Bantam chef Katsuya Fukushima, who created the dessert based on Moroccan bastilla, surrounds the skin with so many other comforts that the fried bird epidermis can get lost among the pile up of ingredients. The ice cream sandwich is more literal than many of its kind: A couple of scoops of vanilla ice cream are sandwiched in a toasted King's Hawaiian bun, a roll sweetened with a touch of liquid sugar. The skin is scattered atop the ice cream, and then the whole sandwich is sprinkled with powdered sugar, cinnamon and kinako, a roasted soybean flour often used as a garnish in Japanese desserts.
You'll probably notice the skin's texture before its flavor: It adds a brittle-like crackle to the sandwich, a bite otherwise soft and creamy. But should you hit a particularly rich deposit of skin, the flavor will wallop you upside the head. It's chicken to the power of 10, which makes sense, right?
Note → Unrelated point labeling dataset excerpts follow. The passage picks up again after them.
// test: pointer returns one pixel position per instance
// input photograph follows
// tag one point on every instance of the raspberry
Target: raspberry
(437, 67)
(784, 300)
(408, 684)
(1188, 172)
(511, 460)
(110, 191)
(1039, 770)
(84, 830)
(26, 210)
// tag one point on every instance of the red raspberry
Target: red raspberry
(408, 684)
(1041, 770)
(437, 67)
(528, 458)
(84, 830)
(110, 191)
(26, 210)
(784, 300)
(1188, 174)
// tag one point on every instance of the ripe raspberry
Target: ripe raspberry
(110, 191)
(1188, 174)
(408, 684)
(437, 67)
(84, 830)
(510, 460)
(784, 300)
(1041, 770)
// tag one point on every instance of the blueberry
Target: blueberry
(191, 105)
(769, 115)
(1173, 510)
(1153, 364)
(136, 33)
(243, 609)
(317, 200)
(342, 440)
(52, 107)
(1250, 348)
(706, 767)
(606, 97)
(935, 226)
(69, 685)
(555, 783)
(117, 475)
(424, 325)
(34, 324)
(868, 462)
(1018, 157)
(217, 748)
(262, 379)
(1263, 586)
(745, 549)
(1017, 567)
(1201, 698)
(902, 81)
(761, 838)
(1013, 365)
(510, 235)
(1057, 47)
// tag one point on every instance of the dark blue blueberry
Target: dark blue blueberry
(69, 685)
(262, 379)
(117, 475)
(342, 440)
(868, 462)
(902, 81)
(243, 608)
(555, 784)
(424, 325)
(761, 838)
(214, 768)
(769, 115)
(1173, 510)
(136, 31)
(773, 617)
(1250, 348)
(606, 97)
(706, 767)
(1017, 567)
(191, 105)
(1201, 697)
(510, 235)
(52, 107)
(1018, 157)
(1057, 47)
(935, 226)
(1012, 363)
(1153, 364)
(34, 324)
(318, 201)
The same effect happens with cracklings: The fried (or baked) skin is a concentrated blast of flesh and fat, a flavor so porky it borders on the obscene.
But is it good?
That's a harder question to answer. Personally, I liked it. It's like the creamiest cream of chicken soup, but in semisolid form. But I suspect that, for many, this dessert will be a game of chicken, and they will be the first to swerve out of the way of the oncoming fried-chicken-skin ice cream sandwich.